PNN 16.2.11

 

Von Johann Legner und Hagen Ludwig

Die alten sind die neuen Starken

Die Landesregierung bleibt bei ihren 15 Wachstumskernen als Förderschwerpunkte – und macht sich nicht nur Freunde damit (16.02.11)

Potsdam/Teltow - Brandenburgs Landesregierung bleibt bei der wirtschaftspolitischen Aufteilung des Landes. Es wird keine neuen sogenannten Regionalen Wachstumskerne (RWK) geben. Die von der Landesregierung eingerichteten 15 Wachstumskerne sind aus Sicht des Ministerpräsidenten Matthias Platzeck (SPD) ausreichend und sinnvoll. Dies habe eine Bewertung der Entwicklung in den letzten vier Jahren ergeben, sagte Platzeck am Dienstag nach einer Kabinettssitzung. Neue RWK werde es aber zumindest bis 2014 nicht geben.

Insbesondere eine Initiative um das Autobahndreieck Wittstock in der Prignitz, aber auch die beiden berlinnahen Gebiete rund um Teltow und Strausberg hatten 2005 mit Protesten darauf reagiert, dass sie nicht auf der Liste jener 15 Standorte waren, die die Landesregierung besonders fördert und mit einer interministeriellen Arbeitsgruppe unterstützt.

Für die Region Teltow ist die Entscheidung ein herber Schlag. Im März des vergangenen Jahres hatten die Stadtverordneten und Gemeindevertreter aus Teltow, Kleinmachnow und Stahnsdorf auf ihrer ersten gemeinsamen Sitzung einstimmig die Bewerbung für den Status als Regionaler Wachstumskern beschlossen. Unterstützung kam vom mittelmärkischen Landrat Wolfgang Blasig (SPD). Die Region Teltow trage einen wesentlichen Anteil am Erfolg des Landkreises. Damit das so bleibe, müsse die Region gefördert werden, betonte er.

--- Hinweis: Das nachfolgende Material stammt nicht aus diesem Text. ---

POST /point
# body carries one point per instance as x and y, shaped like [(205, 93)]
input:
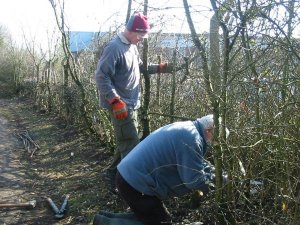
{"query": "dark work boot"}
[(125, 215), (109, 180)]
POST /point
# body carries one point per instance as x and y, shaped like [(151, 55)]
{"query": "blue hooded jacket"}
[(169, 162)]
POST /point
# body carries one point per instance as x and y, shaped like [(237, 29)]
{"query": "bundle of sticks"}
[(30, 145)]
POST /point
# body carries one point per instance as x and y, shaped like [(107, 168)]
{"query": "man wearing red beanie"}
[(118, 80)]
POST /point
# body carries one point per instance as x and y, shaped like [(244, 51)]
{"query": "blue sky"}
[(34, 19)]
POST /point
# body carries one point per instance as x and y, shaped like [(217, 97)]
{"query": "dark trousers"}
[(148, 209)]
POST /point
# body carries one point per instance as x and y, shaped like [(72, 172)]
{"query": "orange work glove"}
[(119, 108), (165, 68)]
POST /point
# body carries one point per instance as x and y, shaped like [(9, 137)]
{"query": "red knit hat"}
[(138, 23)]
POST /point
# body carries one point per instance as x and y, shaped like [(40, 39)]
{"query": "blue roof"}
[(80, 40)]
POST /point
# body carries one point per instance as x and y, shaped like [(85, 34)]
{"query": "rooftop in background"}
[(80, 40)]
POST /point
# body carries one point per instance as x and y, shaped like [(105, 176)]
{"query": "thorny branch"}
[(30, 145)]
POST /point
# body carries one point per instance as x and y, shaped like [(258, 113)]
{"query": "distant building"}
[(80, 40)]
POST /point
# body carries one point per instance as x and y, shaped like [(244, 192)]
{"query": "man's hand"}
[(165, 68), (119, 109)]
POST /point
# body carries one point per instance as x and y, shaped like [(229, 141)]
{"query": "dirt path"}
[(69, 161), (14, 181)]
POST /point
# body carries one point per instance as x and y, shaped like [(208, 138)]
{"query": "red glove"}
[(119, 108)]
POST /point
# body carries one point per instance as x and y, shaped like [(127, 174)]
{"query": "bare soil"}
[(68, 161)]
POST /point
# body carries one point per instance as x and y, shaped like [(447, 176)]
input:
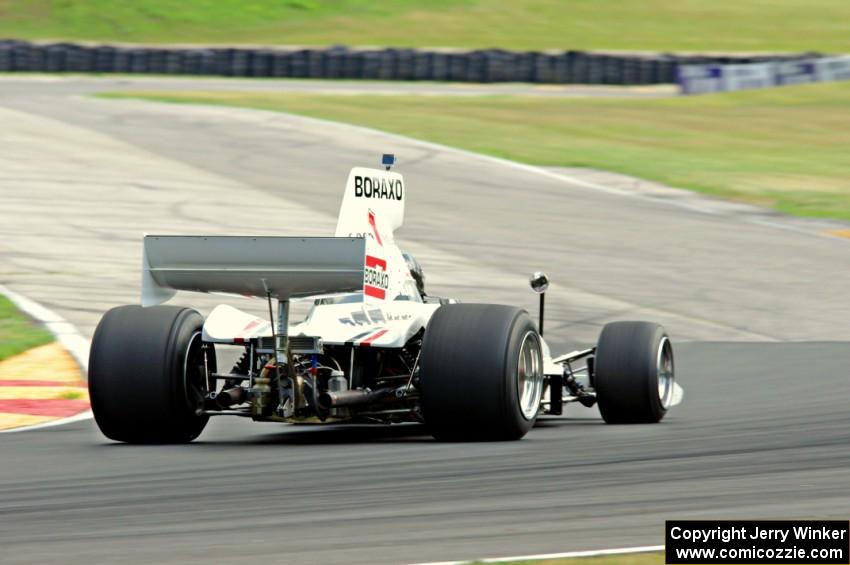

Erst nach 2014 – also nach der nächsten Landtagswahl – werde darüber entschieden, ob die Auswahl der 15 Kerne richtig war, so Platzeck. Wesentlich für die Entwicklung der letzten Jahre sei eine neue Art des Denkens gewesen. Während sich früher Teilregionen des Landes bei der Auseinandersetzung um Fördermittel vor allem darum bemühten, auf ihre besonderen Schwächen hinzuweisen, legten sie jetzt ihre Vorzüge und Stärken auf den Tisch. Es habe sich ein neues „Selbstbewusstsein“ entwickelt, das seinerseits wiederum zu einem wirtschaftlichen Faktor geworden sei.

Die Auswertung der Tätigkeit der 15 RWK und ihrer wirtschaftlichen Entwicklung hat allerdings auch offenbart, dass sie wenig dazu beitragen, das weitere Auseinanderdriften des Landes zu verhindern. Besonders gut schneiden nach Beurteilung der damit beauftragten Wissenschaftler vor allem die RWK ab, die in großer Nähe zu Berlin liegen – allen voran Schönefeld und Oranienburg. Weit zurück liegen dagegen vor allem die Standorte in größter Distanz zur Bundeshauptstadt – die Westlausitz, Spremberg, Schwedt und die Prignitz. Der hochumstrittene Wachstumskern um Wittenberge und Perleberg in der Westprignitz war überhaupt nur aus politischen Gründen als Wachstumskern definiert worden – er liegt im Wahlkreis der damaligen brandenburgischen Arbeitsministerin Dagmar Ziegler (SPD).

Die Auswertung habe nur bei den in Berlinnähe angesiedelten RWK klar erkennbare Effekte bei der Schaffung von Arbeitsplätzen und der Stabilisierung der Bevölkerungszahl vermerkt. Platzeck sagte, er sehe aber auch bei den an der Peripherie gelegenen Standorten eine „durchaus ordentliche Performance“. Man müsse umgekehrt fragen, was passiert wäre, wenn sie nicht in dem Maße unterstützt worden wären. Platzeck verwies auch darauf, dass 2005 ganz bewusst versucht worden sei, alle Landesteile zu berücksichtigen.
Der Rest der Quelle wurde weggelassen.